> > > + if (APR_BUCKET_IS_EOS(bucket)) {
> > > + seen_eos = 1;
> > > + break;
> > > + }
> > > +
> > > + /* Ahem, what to do? */
> > > + if (APR_BUCKET_IS_METADATA(bucket)) {
> > > + continue;
> > > + }
> >
> > No need to test for this. You'll just get zero-length buckets. If an
> > important metadata bucket *does* get generated in the future, then we'd want
> > to be explicitly testing for and handling it (like what is being done for
> > the EOS bucket). Until then, we don't have to worry about them.
>
> Um, I think the approach has been that you can't read from
> metadata buckets. That they may give you data back or they may
> not, but they certainly shouldn't be handled if you don't know
> what to do with them. This comes out of what little I've seen
> of the conversation with Cliff and Ryan. I may have it wrong,
> but I think someone said at some point that metadata may indeed
> respond to bucket_read with data, but that data shouldn't be
> construed as part of the input stream. I'm thoroughly confused
> at this point about what metadata buckets are.
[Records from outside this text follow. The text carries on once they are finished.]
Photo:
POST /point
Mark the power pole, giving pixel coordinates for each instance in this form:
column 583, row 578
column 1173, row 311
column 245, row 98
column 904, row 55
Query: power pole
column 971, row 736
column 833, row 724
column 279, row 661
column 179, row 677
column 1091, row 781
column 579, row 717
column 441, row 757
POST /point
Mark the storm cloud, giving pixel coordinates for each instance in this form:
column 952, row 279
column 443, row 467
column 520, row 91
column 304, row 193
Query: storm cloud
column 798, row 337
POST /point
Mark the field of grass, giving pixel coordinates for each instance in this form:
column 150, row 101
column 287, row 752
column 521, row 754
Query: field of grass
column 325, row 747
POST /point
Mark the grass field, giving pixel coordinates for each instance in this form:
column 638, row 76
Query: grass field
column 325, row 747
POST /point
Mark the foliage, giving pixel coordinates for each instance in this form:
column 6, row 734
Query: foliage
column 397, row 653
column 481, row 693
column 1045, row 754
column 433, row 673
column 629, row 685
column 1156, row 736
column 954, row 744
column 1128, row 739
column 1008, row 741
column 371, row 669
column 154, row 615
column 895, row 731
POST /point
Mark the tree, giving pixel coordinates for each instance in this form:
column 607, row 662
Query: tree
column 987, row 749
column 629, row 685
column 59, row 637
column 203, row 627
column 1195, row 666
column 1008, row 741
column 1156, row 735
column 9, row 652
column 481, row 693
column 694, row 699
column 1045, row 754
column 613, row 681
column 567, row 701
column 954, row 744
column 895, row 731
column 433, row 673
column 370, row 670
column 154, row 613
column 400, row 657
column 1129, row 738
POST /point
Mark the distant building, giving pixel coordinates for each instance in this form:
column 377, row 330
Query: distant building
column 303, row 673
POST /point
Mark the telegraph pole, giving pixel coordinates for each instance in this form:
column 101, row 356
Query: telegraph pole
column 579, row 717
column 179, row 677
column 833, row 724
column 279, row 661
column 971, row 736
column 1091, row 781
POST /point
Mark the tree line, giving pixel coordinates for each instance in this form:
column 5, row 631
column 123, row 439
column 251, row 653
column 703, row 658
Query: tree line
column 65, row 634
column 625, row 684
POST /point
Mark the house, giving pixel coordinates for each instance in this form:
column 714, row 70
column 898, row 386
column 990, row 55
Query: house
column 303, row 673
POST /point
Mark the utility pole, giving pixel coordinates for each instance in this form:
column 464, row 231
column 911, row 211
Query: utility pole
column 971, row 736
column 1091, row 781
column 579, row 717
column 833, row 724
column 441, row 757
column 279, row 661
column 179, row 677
No, currently o metadata bucket responds to a read with data, and the way
the metadata flag was implemented, it isn't possible for a metadata bucket
to have data.
I don't know the code well enough to know if this is implemented
correctly, but the rule follows:
All filters must make sure that all metadata buckets that they do not
handle are sent to the next filter. If a previous filter created an error
bucket, then that bucket must be sent to the next level.